What Obama proposed ahead of the FCC’s new open internet rules was a sweeping program that would increase competition in the ISP market and compel companies to offer true broadband speeds. The president named cities like Cedar Falls, Iowa and Chattanooga, Tennessee as models for the rest of the country to follow. Even Google Fiber seems like a refreshingly less-than-evil option. Quite frankly, any additional competition would force the big telecom companies into improving their infrastructure and offering anything but absurdly awful customer services.
Adam Smith would agree: Competition is a good thing for any capitalist economy.
[h4]Best Thing #2: The FCC’s Open Internet Rules[/h4]
After the first attempt at preserving net neutrality, the FCC did a bad thing and proposed a widely loathed set of rules that would allow fast lanes. Also known as paid prioritization, this would’ve let big telecom companies favor certain types of traffic over others for a fee. It’s essentially the opposite of net neutrality.
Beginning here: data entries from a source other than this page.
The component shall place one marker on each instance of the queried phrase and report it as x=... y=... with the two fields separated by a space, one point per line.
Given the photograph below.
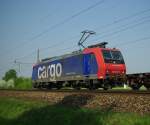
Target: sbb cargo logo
x=51 y=71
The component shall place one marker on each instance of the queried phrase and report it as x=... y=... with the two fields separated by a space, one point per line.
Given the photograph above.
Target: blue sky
x=26 y=25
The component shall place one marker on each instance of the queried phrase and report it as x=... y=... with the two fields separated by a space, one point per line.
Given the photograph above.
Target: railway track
x=80 y=91
x=117 y=100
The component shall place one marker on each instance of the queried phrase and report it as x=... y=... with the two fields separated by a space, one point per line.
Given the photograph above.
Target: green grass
x=24 y=112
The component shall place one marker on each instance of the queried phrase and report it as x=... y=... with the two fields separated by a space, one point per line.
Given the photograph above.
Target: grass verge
x=24 y=112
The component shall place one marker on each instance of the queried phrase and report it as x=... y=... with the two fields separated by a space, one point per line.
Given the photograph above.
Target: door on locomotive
x=89 y=65
x=115 y=66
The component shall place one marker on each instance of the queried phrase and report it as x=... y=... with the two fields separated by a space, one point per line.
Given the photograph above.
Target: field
x=26 y=112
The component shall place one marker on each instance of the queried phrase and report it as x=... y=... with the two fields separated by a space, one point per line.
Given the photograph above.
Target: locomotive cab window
x=112 y=56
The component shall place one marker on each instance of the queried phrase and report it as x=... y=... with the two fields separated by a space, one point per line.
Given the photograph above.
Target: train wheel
x=147 y=87
x=107 y=85
x=59 y=85
x=135 y=87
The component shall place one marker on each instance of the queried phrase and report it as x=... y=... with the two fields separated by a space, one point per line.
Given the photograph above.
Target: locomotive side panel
x=70 y=68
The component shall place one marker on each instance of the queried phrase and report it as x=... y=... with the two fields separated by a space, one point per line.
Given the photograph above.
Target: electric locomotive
x=94 y=67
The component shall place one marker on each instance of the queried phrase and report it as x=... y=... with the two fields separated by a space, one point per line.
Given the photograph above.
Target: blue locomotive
x=96 y=66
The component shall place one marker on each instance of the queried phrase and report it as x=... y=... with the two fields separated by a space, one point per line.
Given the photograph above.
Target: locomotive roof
x=61 y=57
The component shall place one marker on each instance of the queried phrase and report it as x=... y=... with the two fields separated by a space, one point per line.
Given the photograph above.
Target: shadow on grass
x=65 y=112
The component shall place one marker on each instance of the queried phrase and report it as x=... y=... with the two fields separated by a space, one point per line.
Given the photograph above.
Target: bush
x=23 y=83
x=2 y=83
x=9 y=84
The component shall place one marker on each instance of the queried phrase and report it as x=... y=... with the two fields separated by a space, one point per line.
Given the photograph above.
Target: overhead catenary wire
x=58 y=24
x=123 y=29
x=104 y=26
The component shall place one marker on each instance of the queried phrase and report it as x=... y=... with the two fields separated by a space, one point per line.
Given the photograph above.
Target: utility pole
x=19 y=65
x=38 y=55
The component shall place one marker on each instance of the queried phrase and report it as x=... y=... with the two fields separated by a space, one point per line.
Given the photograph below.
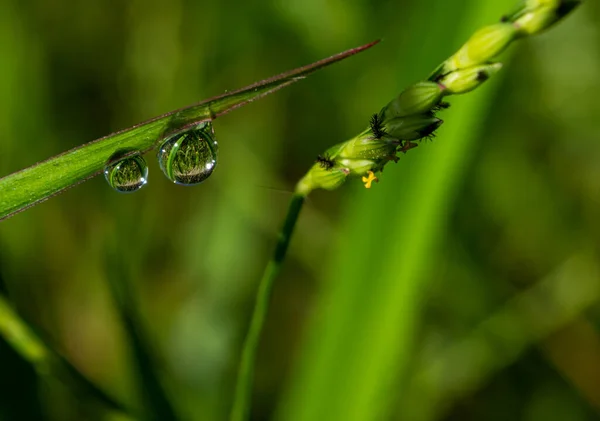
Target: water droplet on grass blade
x=127 y=175
x=189 y=157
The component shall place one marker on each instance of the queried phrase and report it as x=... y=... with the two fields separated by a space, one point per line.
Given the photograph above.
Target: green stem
x=243 y=389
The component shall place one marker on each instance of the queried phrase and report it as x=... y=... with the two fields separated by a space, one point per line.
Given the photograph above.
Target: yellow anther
x=369 y=180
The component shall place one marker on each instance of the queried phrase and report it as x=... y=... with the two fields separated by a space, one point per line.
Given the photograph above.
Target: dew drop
x=189 y=157
x=127 y=175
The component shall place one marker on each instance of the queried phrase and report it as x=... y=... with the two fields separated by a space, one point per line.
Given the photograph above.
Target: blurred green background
x=463 y=286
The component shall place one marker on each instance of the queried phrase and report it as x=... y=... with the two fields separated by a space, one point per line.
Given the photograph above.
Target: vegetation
x=463 y=285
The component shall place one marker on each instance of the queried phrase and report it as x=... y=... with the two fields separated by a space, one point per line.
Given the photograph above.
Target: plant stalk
x=243 y=390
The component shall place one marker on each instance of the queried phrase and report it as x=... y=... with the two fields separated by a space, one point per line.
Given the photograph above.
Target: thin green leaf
x=33 y=349
x=37 y=183
x=156 y=402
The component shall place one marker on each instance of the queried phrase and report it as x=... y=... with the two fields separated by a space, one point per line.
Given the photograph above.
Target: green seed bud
x=319 y=177
x=361 y=166
x=463 y=81
x=416 y=99
x=412 y=127
x=485 y=44
x=366 y=147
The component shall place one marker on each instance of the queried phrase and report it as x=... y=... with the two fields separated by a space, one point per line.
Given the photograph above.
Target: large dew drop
x=127 y=175
x=189 y=157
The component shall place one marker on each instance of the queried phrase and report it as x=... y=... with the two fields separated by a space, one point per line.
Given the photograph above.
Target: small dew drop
x=189 y=157
x=127 y=175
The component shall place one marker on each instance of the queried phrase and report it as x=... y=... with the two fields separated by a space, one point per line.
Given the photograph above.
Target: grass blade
x=41 y=181
x=156 y=403
x=46 y=362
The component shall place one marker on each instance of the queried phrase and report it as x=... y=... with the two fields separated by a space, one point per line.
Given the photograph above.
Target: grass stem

A massive public outcry became deafening through the end of the year, and FCC chairman Tom Wheeler made an about face. Early this year, the agency revealed a new set of open internet rules that would reclassify the internet as a public utility and give broadband service similar regulatory protections as telephones. The rules also forbid paid prioritization, throttling, and blocking certain websites. Internet experts and net neutrality pioneers like Tim Wu praised the plan, and so did we.